Not only did they manage to pull it off, but their efforts earned them positive reviews from the Steelers players, coaches and other staff — a group that typically speaks up only when there are problems.

“Everybody thought the field played very well — and I did, too,” Lipinski said. “They were very impressed. Maybe it was because after the hockey game, they were a little worried about how it would turn out, so they were just surprised when it played really well. But we had nothing but good reviews.

“People only notice groundskeepers when something goes wrong. We’re around the trainers and equipment guys on a regular basis, and it’s not very often that they say anything about the fields.”

Pittsburgh doesn’t get many days of winter sunshine, Lipinski explained, and grass goes dormant and stops growing in that climate after late October or early November. Frequent use of Heinz Field by local college and high school teams means that the grass is struggling by the end of the season under the best of circumstances, and the hockey game beat it up even more. So the crew chose to replace the sod instead of trying to re-grow it — a decision that will pay dividends for Sunday’s conference championship game with the New York Jets.

“We made it through this past weekend’s game very well,” he said. “We’ll walk the field and remove divots, but there aren’t very many of those. Aside from repainting the end zones on Thursday and Friday, it should be ready to go.”

The Penn State turfgrass program is one of the first programs of its kind in the nation, and its faculty has received numerous regional and national awards for excellence and innovations in turfgrass science. It was the first to confer a doctorate in turfgrass science, first to offer a two-year technical program specifically for golf course superintendents, and first to offer an undergraduate major in turfgrass science.

The program has graduates employed by many football and baseball teams around the country — which could be awkward when Penn State alumnus Dan Sidle and other graduates on the New York Jets grounds crew come to Pittsburgh for Sunday’s AFC Championship. But, just like Penn State alumni athletes in the NFL, running into and competing against fellow Penn Staters isn’t new for Lipinski.
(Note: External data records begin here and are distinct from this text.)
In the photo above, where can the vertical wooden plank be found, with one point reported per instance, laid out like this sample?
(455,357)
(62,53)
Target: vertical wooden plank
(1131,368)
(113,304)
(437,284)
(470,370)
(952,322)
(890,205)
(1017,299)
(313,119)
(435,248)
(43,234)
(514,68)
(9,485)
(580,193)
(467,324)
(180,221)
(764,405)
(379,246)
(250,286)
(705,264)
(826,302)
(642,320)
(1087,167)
“I’ve run into Dan at national conferences, but I have not talked to him,” he said. “There are others that are closer — Tony Leonard of the Philadelphia Eagles is a Penn State grad, and I talk to him a lot more. There are many Penn Staters throughout the NFL. Actually, a lot of the guys that we bring in to help out on game days have backgrounds in turf management, and almost all are Penn State graduates.”